In a large mixing bowl, combine the flour and chilled cubed butter. Using a pastry cutter or your fingers, work the butter into the flour until it resembles coarse crumbs.

Add the sour cream and mix until the dough just comes together. If the dough feels too dry, add a small amount of cold water (1 tablespoon at a time) until it holds together.

Wrap the dough in plastic wrap and refrigerate for at least 30 minutes to chill.

Prepare the Filling:

In a small bowl, mix the raisins, chopped nuts, sugar, and cinnamon until well combined.

Assemble the Pastries:

Preheat your oven to 375°F (190°C).

Roll out the chilled dough on a lightly floured surface to about 1/8 inch thick.

Cut the dough into small squares or circles (about 3-4 inches in diameter).

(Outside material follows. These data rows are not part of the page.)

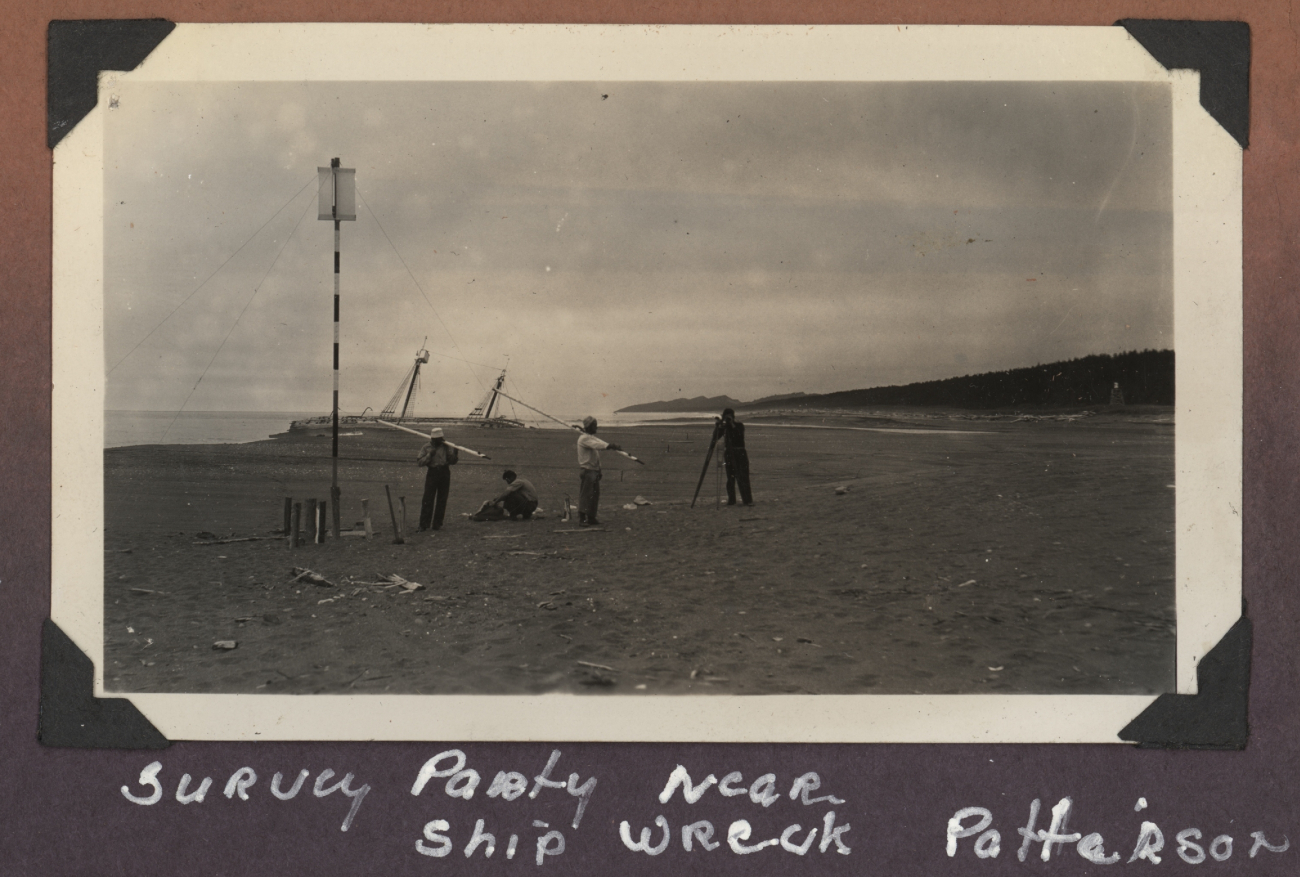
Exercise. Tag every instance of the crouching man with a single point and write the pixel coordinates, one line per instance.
(519, 500)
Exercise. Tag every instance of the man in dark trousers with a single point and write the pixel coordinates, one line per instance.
(736, 459)
(438, 457)
(589, 465)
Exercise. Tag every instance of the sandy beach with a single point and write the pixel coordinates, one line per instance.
(967, 555)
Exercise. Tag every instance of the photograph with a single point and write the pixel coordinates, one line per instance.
(629, 387)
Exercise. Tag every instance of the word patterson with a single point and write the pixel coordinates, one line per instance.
(1192, 849)
(241, 781)
(762, 791)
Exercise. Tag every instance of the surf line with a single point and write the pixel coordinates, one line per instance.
(882, 429)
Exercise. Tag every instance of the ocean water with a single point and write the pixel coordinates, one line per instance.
(126, 428)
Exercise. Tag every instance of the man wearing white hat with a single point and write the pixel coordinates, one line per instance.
(589, 463)
(438, 457)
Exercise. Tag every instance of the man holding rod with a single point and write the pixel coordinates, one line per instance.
(589, 464)
(437, 456)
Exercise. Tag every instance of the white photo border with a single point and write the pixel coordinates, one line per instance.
(1208, 329)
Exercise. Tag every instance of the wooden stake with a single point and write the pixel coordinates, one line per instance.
(397, 533)
(365, 519)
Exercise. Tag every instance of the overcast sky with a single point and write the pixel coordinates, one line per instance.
(627, 242)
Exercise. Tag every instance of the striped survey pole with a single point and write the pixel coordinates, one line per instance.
(337, 203)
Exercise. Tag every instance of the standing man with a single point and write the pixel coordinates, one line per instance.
(735, 456)
(589, 463)
(438, 457)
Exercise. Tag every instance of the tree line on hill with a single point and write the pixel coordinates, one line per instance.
(1144, 378)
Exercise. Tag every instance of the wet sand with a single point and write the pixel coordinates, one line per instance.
(966, 556)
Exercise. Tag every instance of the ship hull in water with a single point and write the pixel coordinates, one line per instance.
(425, 424)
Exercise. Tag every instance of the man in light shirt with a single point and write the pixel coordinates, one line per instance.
(589, 463)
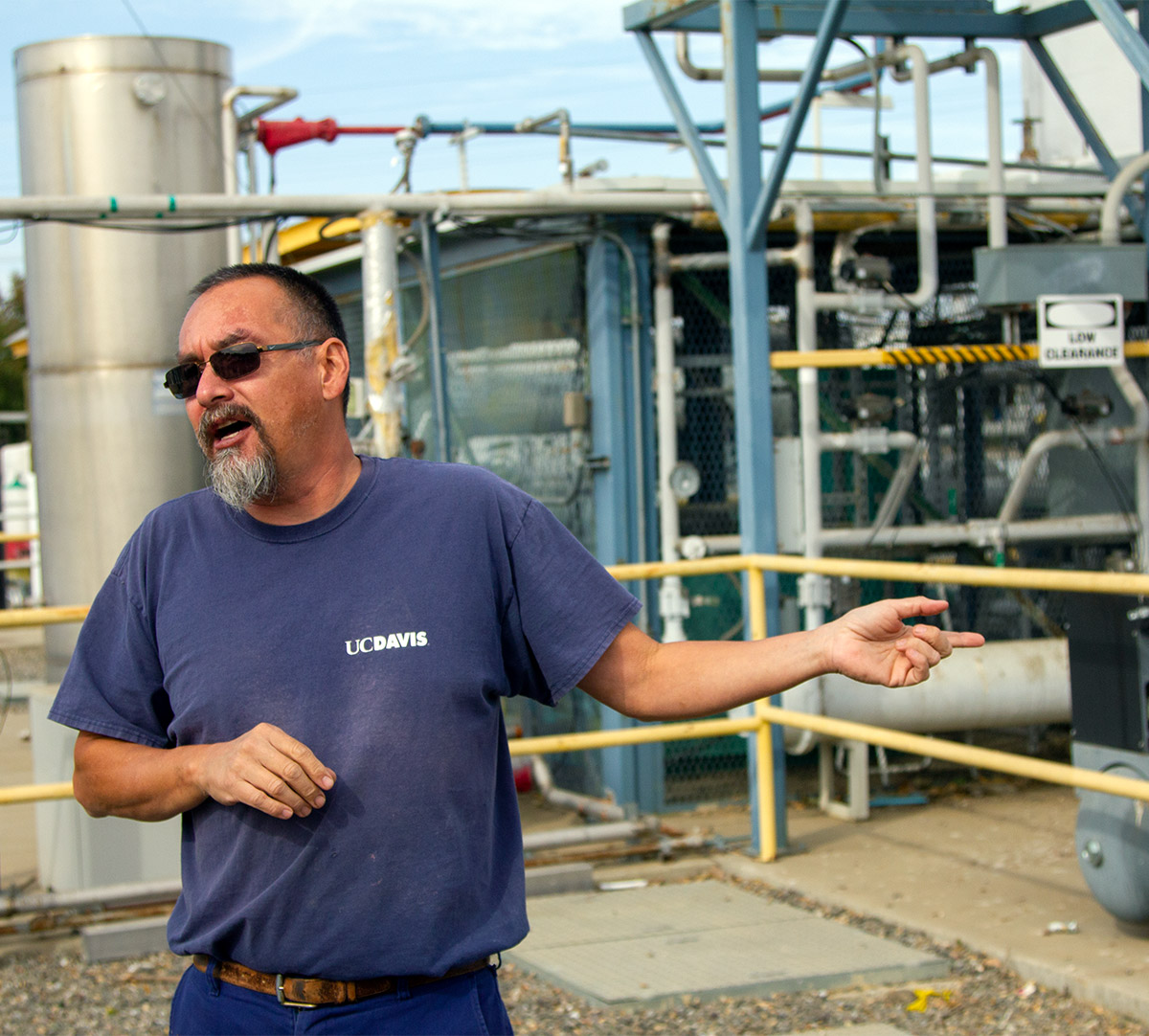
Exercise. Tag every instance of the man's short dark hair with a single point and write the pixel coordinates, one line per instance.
(317, 312)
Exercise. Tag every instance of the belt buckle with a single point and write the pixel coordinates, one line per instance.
(284, 1001)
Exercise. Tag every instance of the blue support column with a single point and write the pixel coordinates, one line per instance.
(754, 431)
(632, 773)
(807, 88)
(1137, 52)
(437, 360)
(1143, 23)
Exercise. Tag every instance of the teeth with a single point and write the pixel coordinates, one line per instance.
(223, 431)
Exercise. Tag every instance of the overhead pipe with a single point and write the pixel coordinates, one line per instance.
(978, 531)
(1137, 433)
(1004, 684)
(1115, 196)
(106, 897)
(968, 59)
(926, 211)
(585, 805)
(563, 117)
(615, 832)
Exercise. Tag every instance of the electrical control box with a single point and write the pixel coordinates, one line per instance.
(1015, 276)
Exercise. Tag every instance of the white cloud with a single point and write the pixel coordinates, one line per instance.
(445, 24)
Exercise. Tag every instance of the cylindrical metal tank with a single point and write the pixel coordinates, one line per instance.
(108, 116)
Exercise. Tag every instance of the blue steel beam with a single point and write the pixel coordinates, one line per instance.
(687, 127)
(957, 18)
(632, 773)
(1110, 15)
(437, 358)
(754, 431)
(808, 85)
(1106, 160)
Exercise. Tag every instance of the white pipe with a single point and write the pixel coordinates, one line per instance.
(153, 208)
(805, 316)
(867, 440)
(129, 893)
(1004, 684)
(230, 131)
(1044, 443)
(638, 400)
(380, 328)
(586, 805)
(980, 531)
(995, 169)
(926, 211)
(670, 594)
(619, 830)
(1115, 197)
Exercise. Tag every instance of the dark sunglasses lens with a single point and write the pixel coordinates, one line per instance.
(183, 380)
(231, 366)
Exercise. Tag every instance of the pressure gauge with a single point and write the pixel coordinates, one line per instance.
(685, 481)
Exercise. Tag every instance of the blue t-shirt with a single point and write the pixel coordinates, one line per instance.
(383, 635)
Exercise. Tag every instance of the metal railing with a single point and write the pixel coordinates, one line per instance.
(767, 715)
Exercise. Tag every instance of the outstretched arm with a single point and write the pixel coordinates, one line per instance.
(643, 679)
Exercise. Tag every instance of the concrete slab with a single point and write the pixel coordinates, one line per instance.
(705, 939)
(118, 939)
(558, 879)
(853, 1030)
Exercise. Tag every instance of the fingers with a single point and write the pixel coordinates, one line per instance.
(908, 608)
(269, 771)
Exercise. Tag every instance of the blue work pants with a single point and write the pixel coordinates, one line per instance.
(465, 1004)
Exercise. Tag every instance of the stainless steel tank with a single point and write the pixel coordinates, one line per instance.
(109, 116)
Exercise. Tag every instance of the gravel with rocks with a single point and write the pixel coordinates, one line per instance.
(51, 991)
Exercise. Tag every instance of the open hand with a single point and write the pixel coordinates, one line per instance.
(873, 644)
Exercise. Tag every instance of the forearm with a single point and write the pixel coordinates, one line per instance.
(652, 681)
(121, 778)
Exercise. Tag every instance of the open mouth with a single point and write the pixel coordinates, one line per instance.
(225, 427)
(225, 431)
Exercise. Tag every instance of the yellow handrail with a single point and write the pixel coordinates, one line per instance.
(34, 793)
(765, 714)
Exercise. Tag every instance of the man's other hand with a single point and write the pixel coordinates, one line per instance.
(264, 769)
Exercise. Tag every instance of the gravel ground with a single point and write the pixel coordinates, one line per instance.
(50, 990)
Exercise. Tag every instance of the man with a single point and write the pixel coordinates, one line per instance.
(308, 665)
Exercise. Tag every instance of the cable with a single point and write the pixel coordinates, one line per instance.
(179, 86)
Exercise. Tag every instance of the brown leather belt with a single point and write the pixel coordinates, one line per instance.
(317, 993)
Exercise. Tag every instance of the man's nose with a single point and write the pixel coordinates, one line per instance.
(212, 389)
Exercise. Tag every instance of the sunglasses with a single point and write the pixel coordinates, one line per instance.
(230, 363)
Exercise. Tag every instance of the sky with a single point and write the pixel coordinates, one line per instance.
(385, 62)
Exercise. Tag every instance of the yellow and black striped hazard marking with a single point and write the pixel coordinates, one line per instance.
(923, 355)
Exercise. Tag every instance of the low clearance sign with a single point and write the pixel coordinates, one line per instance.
(1080, 329)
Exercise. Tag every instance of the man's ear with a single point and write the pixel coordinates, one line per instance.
(334, 368)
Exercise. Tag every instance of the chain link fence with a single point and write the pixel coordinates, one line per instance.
(514, 344)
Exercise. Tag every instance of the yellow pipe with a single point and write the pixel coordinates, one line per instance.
(763, 738)
(983, 575)
(981, 758)
(920, 355)
(964, 754)
(34, 793)
(12, 617)
(647, 734)
(18, 537)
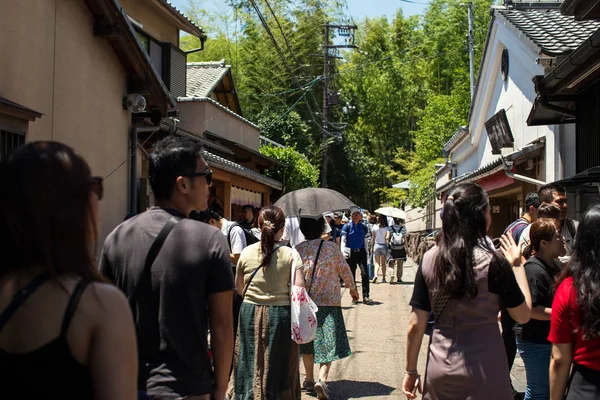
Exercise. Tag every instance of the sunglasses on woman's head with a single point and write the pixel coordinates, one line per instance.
(98, 186)
(207, 174)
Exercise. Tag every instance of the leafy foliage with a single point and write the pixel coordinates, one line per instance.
(298, 174)
(401, 95)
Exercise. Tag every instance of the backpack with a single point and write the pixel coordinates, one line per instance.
(365, 229)
(396, 239)
(250, 238)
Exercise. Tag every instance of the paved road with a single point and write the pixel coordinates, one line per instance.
(377, 335)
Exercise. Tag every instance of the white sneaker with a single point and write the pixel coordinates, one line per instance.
(322, 390)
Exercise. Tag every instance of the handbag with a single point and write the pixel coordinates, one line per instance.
(302, 309)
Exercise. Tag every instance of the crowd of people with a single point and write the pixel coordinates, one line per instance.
(543, 287)
(184, 304)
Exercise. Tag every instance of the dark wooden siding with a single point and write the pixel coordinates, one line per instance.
(10, 141)
(588, 128)
(175, 73)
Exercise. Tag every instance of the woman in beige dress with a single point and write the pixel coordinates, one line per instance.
(463, 281)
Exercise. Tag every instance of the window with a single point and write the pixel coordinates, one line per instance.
(168, 60)
(10, 141)
(145, 41)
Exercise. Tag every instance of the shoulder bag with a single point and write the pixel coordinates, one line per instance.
(150, 258)
(145, 278)
(303, 310)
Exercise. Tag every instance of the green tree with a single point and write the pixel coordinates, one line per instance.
(299, 172)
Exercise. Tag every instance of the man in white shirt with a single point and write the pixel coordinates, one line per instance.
(555, 193)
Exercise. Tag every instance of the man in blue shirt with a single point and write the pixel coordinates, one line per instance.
(353, 246)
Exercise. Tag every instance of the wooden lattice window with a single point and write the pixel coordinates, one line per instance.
(10, 141)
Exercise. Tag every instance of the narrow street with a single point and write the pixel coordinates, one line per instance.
(378, 340)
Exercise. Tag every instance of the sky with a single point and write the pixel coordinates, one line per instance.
(358, 9)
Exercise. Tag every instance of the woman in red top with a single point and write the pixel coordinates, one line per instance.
(575, 321)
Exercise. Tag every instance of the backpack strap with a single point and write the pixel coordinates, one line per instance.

Spoon a generous amount of the raisin and nut filling into the center of each dough piece.

Fold the edges of the dough over the filling to create a pocket or fold it into a triangle shape. Press the edges together gently to seal.

Bake the Pastries:

Place the pastries on a baking sheet lined with parchment paper.

Bake for 15-20 minutes or until the pastries are golden brown and flaky.

Serve: Let the pastries cool slightly before serving. Enjoy them as a sweet treat with tea or coffee!